Theme: Social Science & Policy Research Year: 2018
The issue of reinfection and retreatment may prove crucial to hepatitis C (HCV) eliminations
efforts. While the subject has been the source of considerable discussion in community and
clinical circles, little is known about the attitudes of prisoners. With prisons set to serve as
test cases for ‘treatment as prevention’ (TasP) strategies, this presentation examines the
perceptions and possible implications of reinfection risk among prisoner participants from the
first, real-world trial of HCV TasP in prison: Australia’s Surveillance and Treatment of
Prisoners with Hepatitis C (SToP-C) study.
Participants were recruited from three male correctional facilities in New South Wales, one
minimum and two maximum security. Thirty prisoners (n=30) were interviewed in depth
following the completion of direct-acting antiviral therapy. As part of the interview schedule,
participants were asked to comment on the current national prescribing guidelines permitting
unlimited treatment in the event of reinfection(s).
Underpinning the range of participant responses was a shared, tacit recognition of the
absence of adequate primary prevention measures in prison. Reinfection was considered an
almost inevitable outcome of injecting drug use while incarcerated and in this context most
prisoners endorsed the merits of retreatment. Interestingly, participants speculated that was
treatment to be offered as a ‘once only’ opportunity, that would likely affect decision-making
among fellow prisoners, with some opting to delay treatment for fear of reinfection,
potentially affecting broader TasP efforts.

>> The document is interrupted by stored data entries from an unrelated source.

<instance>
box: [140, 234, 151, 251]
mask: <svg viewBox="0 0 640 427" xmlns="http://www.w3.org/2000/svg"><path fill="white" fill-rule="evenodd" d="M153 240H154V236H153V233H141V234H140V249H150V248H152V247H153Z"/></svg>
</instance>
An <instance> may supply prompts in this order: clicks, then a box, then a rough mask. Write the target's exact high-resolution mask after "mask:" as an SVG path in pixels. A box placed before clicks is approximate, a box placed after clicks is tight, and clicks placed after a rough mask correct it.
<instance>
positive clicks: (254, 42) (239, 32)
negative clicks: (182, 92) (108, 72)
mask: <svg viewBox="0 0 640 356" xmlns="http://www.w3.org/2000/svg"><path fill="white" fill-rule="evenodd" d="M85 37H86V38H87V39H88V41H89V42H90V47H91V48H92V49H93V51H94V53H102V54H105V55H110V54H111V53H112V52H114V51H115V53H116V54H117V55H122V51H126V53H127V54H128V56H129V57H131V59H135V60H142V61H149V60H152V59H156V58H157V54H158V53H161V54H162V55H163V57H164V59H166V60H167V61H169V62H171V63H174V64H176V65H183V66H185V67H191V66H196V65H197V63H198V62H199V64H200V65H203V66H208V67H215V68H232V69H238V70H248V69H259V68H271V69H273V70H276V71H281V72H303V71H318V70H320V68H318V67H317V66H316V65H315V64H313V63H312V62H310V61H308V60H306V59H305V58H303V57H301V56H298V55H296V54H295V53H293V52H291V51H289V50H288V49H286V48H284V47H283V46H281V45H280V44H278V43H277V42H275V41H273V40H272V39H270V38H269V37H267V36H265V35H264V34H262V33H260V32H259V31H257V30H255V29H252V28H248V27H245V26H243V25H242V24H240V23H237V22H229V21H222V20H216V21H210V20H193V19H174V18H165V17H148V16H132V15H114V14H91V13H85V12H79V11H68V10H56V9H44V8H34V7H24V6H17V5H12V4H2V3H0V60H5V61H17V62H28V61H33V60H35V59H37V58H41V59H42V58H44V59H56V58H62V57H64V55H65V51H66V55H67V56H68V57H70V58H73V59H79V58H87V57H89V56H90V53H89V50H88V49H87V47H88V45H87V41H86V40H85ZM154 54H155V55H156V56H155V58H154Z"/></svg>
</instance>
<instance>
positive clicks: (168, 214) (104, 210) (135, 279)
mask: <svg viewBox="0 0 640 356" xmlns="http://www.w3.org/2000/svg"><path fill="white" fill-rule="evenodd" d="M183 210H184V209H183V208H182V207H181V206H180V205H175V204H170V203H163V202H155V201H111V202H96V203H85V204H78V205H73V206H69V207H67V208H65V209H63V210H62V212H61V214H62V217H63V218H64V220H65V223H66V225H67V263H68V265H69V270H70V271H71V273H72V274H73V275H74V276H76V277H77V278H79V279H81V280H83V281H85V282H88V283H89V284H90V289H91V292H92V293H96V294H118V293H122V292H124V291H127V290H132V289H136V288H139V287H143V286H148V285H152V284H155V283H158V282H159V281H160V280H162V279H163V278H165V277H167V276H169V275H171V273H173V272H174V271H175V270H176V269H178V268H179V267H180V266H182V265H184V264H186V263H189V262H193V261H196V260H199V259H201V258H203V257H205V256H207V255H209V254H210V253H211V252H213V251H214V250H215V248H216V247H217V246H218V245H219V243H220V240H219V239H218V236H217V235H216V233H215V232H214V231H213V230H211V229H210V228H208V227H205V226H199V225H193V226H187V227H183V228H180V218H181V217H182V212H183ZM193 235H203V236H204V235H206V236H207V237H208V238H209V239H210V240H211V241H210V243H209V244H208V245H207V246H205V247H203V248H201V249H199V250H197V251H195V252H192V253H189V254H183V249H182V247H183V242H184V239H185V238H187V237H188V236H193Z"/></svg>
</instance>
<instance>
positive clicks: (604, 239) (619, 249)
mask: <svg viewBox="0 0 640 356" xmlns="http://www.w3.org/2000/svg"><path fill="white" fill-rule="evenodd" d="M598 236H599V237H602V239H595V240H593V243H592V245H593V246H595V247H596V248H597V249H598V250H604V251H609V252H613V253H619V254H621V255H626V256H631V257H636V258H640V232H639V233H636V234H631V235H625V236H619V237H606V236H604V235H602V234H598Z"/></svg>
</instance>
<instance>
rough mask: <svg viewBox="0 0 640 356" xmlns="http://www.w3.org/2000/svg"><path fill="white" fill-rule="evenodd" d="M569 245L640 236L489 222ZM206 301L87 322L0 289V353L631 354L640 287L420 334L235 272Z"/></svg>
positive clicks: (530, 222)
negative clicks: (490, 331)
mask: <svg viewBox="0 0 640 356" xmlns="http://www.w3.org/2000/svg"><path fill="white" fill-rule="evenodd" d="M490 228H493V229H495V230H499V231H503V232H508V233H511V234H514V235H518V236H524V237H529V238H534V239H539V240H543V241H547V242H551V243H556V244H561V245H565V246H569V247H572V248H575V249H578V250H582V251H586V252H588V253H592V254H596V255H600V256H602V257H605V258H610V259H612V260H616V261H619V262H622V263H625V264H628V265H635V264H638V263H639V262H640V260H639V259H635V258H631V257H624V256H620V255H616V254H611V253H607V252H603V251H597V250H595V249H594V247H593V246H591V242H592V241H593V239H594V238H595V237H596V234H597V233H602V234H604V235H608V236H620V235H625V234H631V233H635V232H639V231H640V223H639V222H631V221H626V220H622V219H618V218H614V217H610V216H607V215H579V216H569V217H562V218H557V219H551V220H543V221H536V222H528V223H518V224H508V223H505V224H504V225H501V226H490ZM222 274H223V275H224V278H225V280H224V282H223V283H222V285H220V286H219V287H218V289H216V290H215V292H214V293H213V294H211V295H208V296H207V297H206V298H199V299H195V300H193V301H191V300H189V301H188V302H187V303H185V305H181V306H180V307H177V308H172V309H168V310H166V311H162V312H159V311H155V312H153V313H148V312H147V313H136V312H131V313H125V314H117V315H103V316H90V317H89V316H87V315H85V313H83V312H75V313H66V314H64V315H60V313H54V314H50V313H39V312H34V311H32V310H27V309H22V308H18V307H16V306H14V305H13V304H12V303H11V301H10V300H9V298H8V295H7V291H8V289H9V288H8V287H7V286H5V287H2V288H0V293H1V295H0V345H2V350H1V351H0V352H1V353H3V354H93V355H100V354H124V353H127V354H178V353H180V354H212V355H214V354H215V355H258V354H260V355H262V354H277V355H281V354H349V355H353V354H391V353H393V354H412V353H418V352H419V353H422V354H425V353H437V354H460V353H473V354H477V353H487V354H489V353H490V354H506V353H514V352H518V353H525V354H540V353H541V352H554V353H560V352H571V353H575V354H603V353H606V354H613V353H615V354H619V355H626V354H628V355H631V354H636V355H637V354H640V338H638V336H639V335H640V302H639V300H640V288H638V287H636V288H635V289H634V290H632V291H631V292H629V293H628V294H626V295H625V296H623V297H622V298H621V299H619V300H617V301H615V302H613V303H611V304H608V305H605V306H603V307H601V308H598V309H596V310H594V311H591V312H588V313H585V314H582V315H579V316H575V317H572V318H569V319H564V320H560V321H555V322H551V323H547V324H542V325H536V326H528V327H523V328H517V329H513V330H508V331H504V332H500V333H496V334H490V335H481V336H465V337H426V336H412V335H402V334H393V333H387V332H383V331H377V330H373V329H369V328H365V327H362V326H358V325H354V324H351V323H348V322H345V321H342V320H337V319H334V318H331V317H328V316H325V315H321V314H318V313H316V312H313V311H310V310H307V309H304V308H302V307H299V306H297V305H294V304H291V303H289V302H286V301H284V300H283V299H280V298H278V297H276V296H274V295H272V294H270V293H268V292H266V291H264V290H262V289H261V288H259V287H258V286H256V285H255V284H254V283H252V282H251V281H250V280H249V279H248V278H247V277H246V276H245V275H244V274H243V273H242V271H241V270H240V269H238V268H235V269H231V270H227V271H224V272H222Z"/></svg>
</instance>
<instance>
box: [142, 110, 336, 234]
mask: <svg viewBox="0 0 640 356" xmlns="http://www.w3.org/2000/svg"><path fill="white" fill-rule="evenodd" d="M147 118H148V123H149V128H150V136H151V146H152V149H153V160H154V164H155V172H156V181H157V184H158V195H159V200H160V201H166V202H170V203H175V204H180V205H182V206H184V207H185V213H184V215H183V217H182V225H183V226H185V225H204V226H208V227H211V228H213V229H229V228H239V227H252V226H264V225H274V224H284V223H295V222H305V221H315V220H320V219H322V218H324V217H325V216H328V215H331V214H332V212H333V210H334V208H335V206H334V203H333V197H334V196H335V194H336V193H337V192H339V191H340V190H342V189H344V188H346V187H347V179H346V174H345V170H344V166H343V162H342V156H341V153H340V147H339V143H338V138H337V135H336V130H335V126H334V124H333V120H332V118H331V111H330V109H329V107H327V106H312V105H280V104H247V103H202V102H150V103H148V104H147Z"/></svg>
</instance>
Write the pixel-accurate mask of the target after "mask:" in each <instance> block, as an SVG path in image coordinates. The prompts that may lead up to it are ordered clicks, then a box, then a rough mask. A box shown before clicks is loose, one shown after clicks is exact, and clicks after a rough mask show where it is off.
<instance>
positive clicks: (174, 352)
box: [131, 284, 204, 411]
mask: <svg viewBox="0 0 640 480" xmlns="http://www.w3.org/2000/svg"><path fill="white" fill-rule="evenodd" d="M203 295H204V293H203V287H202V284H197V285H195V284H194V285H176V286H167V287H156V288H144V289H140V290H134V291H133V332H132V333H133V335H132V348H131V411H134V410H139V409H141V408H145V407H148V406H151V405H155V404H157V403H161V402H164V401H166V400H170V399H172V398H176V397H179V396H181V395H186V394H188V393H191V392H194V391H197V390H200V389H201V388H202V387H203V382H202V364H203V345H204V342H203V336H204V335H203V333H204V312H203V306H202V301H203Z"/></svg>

Australia has led the way internationally in securing universal access to new therapies,
including retreatment if required. While our findings inevitably reflect the uniqueness of the
prison setting, they nevertheless emphasise the importance of a broader public health
strategy that includes a focus on the issue of reinfection during treatment discussions with
patients (both in the community and prison) and the promotion of retreatment if required.
Disclosure of Interest Statement:
The authors have no conflict of interest to declare.